Last week, we had an outage on our systems. The reason - our DNS provider, PointDNS, was under DDoS attack. Also, this is the second time this year our systems faced a serious outage, so here's what we've learned.
The web today is a network of brittled, interconnected systems. DNS, physical servers, virtual servers, databases, web servers, database servers, proxy servers, load balancers, CDNs and many more. Keeping all this in check can be a difficult task sometimes.
First off - why bother with server management at all?
We often provide setup, hosting and support for our clients. A lot of people in this business ask us why do we do it. Why do we want to take on the risk of hosting? They usually say, "Why don't you just deliver the project and have the client take care of the hosting and maintenance?"
The reason is - we're aiming for top-tier clients - and these clients don't want to deal with hosting, server setup and maintenance. They want a turn-key solution, something that just works. They want someone who'll solve their problems, not just create more.
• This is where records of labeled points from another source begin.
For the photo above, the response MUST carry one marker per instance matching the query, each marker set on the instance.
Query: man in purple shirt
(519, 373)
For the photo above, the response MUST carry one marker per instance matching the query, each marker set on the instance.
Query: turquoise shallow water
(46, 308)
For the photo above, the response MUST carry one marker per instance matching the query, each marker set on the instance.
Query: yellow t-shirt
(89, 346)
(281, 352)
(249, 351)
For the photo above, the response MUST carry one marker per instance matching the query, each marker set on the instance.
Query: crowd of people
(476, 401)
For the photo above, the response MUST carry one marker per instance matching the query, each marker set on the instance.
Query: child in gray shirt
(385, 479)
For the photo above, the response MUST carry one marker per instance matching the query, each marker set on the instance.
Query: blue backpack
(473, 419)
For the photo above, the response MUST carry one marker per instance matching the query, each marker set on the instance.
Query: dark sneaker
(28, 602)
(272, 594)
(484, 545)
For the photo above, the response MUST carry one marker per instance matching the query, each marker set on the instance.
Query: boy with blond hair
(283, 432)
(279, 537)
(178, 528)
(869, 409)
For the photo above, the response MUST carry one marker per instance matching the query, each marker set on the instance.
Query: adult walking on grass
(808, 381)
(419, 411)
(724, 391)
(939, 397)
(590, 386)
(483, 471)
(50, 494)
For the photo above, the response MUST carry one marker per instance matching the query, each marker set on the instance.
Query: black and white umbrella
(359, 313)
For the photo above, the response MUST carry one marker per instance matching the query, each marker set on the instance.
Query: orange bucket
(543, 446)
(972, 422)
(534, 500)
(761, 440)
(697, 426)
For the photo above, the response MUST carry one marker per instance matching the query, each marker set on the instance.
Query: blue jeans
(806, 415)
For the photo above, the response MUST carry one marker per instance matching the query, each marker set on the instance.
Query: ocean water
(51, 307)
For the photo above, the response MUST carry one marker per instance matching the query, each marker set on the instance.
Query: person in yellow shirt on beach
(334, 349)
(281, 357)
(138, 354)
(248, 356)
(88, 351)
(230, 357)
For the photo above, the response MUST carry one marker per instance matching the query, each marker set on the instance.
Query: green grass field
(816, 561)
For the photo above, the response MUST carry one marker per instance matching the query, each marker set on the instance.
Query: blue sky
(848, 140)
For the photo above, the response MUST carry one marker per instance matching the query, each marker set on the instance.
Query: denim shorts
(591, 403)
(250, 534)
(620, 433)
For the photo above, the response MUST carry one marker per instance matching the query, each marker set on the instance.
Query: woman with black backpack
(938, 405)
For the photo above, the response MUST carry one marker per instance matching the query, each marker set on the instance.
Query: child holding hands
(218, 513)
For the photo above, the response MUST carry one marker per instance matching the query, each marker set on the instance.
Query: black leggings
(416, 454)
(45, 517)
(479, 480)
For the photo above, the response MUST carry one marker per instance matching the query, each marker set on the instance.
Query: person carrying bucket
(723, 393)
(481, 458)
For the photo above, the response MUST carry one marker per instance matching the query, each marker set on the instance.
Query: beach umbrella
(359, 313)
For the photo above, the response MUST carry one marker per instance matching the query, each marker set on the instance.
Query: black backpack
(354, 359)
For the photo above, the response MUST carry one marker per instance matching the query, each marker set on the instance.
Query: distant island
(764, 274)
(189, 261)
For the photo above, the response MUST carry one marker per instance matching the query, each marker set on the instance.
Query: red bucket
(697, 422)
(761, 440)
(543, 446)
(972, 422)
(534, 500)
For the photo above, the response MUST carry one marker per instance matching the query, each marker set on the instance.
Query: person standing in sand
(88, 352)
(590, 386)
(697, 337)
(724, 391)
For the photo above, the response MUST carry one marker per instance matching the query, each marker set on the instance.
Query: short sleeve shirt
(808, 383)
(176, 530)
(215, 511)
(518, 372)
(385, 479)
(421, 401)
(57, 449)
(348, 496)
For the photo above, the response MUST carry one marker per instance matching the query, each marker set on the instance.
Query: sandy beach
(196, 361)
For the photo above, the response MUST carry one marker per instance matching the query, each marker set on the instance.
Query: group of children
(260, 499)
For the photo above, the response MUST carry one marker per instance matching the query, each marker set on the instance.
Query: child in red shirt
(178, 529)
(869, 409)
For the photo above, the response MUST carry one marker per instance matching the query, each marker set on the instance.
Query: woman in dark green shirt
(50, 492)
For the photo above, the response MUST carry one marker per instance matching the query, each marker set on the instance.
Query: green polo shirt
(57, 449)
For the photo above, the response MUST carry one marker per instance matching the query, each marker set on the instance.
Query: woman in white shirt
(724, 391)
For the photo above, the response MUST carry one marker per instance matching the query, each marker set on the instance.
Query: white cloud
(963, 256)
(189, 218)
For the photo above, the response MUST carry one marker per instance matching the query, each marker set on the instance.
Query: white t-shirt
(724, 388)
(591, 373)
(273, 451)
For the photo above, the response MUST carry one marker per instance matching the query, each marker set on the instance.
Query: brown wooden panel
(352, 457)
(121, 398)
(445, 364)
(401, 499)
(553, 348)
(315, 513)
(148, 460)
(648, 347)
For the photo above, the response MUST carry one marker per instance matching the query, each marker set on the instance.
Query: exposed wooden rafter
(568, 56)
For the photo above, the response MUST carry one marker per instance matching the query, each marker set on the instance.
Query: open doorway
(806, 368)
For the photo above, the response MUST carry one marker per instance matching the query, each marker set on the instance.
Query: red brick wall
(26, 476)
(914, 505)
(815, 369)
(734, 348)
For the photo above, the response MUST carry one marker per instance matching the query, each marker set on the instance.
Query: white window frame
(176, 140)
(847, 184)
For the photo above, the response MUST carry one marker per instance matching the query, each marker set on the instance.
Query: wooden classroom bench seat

If you're not familiar with what a Distributed denial-of-service attack (DDoS) attack is, here's a short explanation. Basically, someone (we'll refer to them as hackers in this article, but you can also call them fucking bastards) gets a hold of a lot of computer power (either by purchasing or infiltrating servers all over the Internet).
They use that processing power to flood your servers with excessive traffic to the point that your servers are rendered unusable.
Imagine if you were trying to run a bar that accommodates 100 people. And someone shoved 200 non-paying customers through the door, while another 200 waited in front of the bar, all this basically preventing your paying customers from entering. If this were to continue for long enough, and you didn't have a way to get them out of the building, they would basically drive you out of business.
Typically, these cyber criminals try to extort money for making the attacks stop. I don't know if this was the case with PointDNS or someone attacked them out of pure spite, but I would guess that it was.
Crisis management protocol
To handle these situations, we decided to develop a crisis management protocol. The protocol is very simple and has five main steps:
- Centralize communication - this is the most important part. Usually, when things start to fall apart, chaos starts inside your organization. Everybody scatters and tries to fix what they can, often without coordination. A centralized communication channel helps keep this chaos under control.
- Assign a crisis leader - this person should be in charge of getting you back on track. Usually, that's someone experienced who knows your architecture best and can make decisions.
- Notify customers - leaving your customers in the dark is the worst thing ever. If you don't keep them in the loop, they are left wondering. Maybe all their data is destroyed? Maybe you went bankrupt? How should they know what happened if you don't notify them. Also, be very upfront and honest with them. Don't sugarcoat information. They'll also probably want an ETA (which is always problematic to hand out in situations like this), so you'll need to communicate something here.
- Prioritize - time is critical, so figure out what's most important. You should have a list of all components/servers somewhere anyway (this is very important). Go over that and see what needs to be up and running ASAP. For example, once we had the DNS fallout, our e-mail dropped. That was the first thing we needed to get up and running.
- Mitigate problems - if you can't fix problems, figure out a temporary solution. Move stuff to a temporary hosting. For us, that was purchasing a DNSimple account and moving our Name Servers there. We were up and running in an hour.
In my career, I have seen a lot of DDoS attacks and they usually last for a long time. Once we started the rescue mission, the first decision was - move stuff to a new DNS provider ASAP.
PointDNS did manage to get their system up and running in around 4 hours. They got a lot of bad rep on Twitter, people threatening to leave and all sorts of bad things.
This isn't very nice in my book. Would you stop going to a local bar because it got extorted by the mafia and got all it's windows broken? Would you blame the owners, hard-working people that are just trying to make a living?
I think the PointDNS guys did a great job and we don't plan to move away from them because of this incident. What we're doing now is setting up replication from PointDNS to DNSimple so we'll have a redundant DNS provider in place if this sort of thing happens again.
I'm also very proud of my team and how they managed to react promptly. I would also like to issue an apology to all our customers. While I can't promise that we'll never have problems again, I can assure you that we'll continually work to improve our service. We've gotten better at handling these issues, but there is still a lot of room for progress. As time goes by, we'll mitigate these problems faster and in a more efficient manner.